Five executives from Ubisoft, including the CEO of Ubisoft Montreal, Yannis Mallat, have been accused of selling stock in the company while knowing about an imminent delay to Watch Dogs and The Crew, back in October 2013. All of the executives have denied the accusation from the French stock market regulator, Autorités des marchés financiers (AMF), and are currently disputing the long-running case, requesting for it to be nullified and seeking damages against the regulatory body.
Three of the men are based in Montreal: Yannis Mallat, Olivier Paris and Francis Baillet are all high-ranking executives at the company. Another two French executives remain unnamed. Ubisoft announced in October 2013 that they would be delaying the original Watch Dogs into the following year.

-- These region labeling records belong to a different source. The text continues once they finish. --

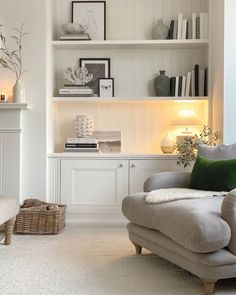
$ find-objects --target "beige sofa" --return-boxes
[0,196,19,245]
[122,145,236,294]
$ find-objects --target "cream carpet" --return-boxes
[0,225,236,295]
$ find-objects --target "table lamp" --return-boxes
[171,110,202,143]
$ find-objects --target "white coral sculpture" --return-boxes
[64,66,93,85]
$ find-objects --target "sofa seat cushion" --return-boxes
[122,193,231,253]
[0,196,19,225]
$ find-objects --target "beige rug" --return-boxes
[0,225,236,295]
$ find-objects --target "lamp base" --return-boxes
[176,136,193,144]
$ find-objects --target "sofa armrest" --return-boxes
[221,189,236,255]
[144,172,191,192]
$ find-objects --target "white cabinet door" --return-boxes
[130,159,181,194]
[0,132,20,200]
[61,159,128,214]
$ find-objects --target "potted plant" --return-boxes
[176,126,222,168]
[0,24,27,103]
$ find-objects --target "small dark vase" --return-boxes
[154,71,170,96]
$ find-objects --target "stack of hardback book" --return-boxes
[59,84,93,97]
[169,13,209,40]
[64,137,100,153]
[60,33,91,41]
[170,65,208,97]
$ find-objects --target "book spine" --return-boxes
[187,19,193,39]
[194,65,199,96]
[199,70,205,96]
[175,77,179,97]
[178,76,183,97]
[65,143,97,148]
[170,20,175,40]
[192,13,197,39]
[181,19,187,40]
[170,77,176,96]
[185,72,192,97]
[200,13,205,39]
[173,20,178,39]
[204,68,208,96]
[181,76,186,97]
[196,16,200,39]
[204,13,209,39]
[177,13,183,40]
[191,70,196,96]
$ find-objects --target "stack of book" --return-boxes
[64,137,100,153]
[59,84,93,97]
[169,13,209,40]
[60,33,91,41]
[170,65,208,97]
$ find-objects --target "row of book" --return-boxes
[170,65,208,97]
[169,13,209,40]
[64,137,100,153]
[59,84,93,97]
[60,33,91,41]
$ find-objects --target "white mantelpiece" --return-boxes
[0,103,30,200]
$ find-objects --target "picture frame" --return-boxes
[98,78,115,98]
[79,58,111,96]
[72,1,106,40]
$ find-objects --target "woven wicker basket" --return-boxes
[14,202,66,235]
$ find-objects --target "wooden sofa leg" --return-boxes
[4,217,16,245]
[201,279,217,295]
[133,243,142,254]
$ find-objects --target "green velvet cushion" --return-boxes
[189,157,236,192]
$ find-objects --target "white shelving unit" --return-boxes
[52,96,209,104]
[48,0,211,222]
[51,40,209,50]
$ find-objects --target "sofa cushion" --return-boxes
[189,157,236,192]
[198,143,236,160]
[122,193,231,253]
[0,196,19,225]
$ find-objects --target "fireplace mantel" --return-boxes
[0,103,31,200]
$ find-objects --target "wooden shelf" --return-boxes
[0,102,32,110]
[51,39,209,50]
[52,96,209,103]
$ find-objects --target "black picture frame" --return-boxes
[79,58,111,96]
[71,0,106,40]
[98,78,115,98]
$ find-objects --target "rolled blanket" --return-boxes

At the time, this caused the company’s stock to take a tumble of 26%, a common enough occurrence for large developers who announce long delays (the same thing happened to Take Two’s stock earlier that year, in the wake of a delay for GTA 5).
The five executives are alleged to have made deals to sell stock three weeks prior to the company’s announcement, while having knowledge of the upcoming delay. Such actions, if true, are against France’s insider trading laws.
Mallet denied the accusations in an interview with Québécois newspaper La Presse, saying that only Ubisoft’s President, Yves Guillemot, could make the decision to postpone the games.
“I had no information about the delay of Watch Dogs,” he said, “let alone The Crew, let alone the fact that the announcement would not provide a new launch date which, I think, probably had the most impact.”
He also complained about the regulatory body itself.
“All our explanations, all our testimonies, all our emails are ignored in a systematic way,” he told the newspaper. “Everything shows that the AMF has a poor understanding of how games are made.”
Responding to Kotaku, Ubisoft stressed that the company itself was not accused of anything, but that the staff members alleged of the crime nonetheless have the support of its founder and president.
“Those individuals vigorously dispute their implication in this matter and the AMF’s interpretation of the facts. Yves Guillemot, Co-Founder and CEO of Ubisoft, does not question the good faith of the people involved and has reassured them that they have his full support and trust.”
The five Ubisoft employees will now have to present themselves at a hearing in Paris on November 18 to the regulator’s sanctions board, a panel of judges and professionals who will review the case.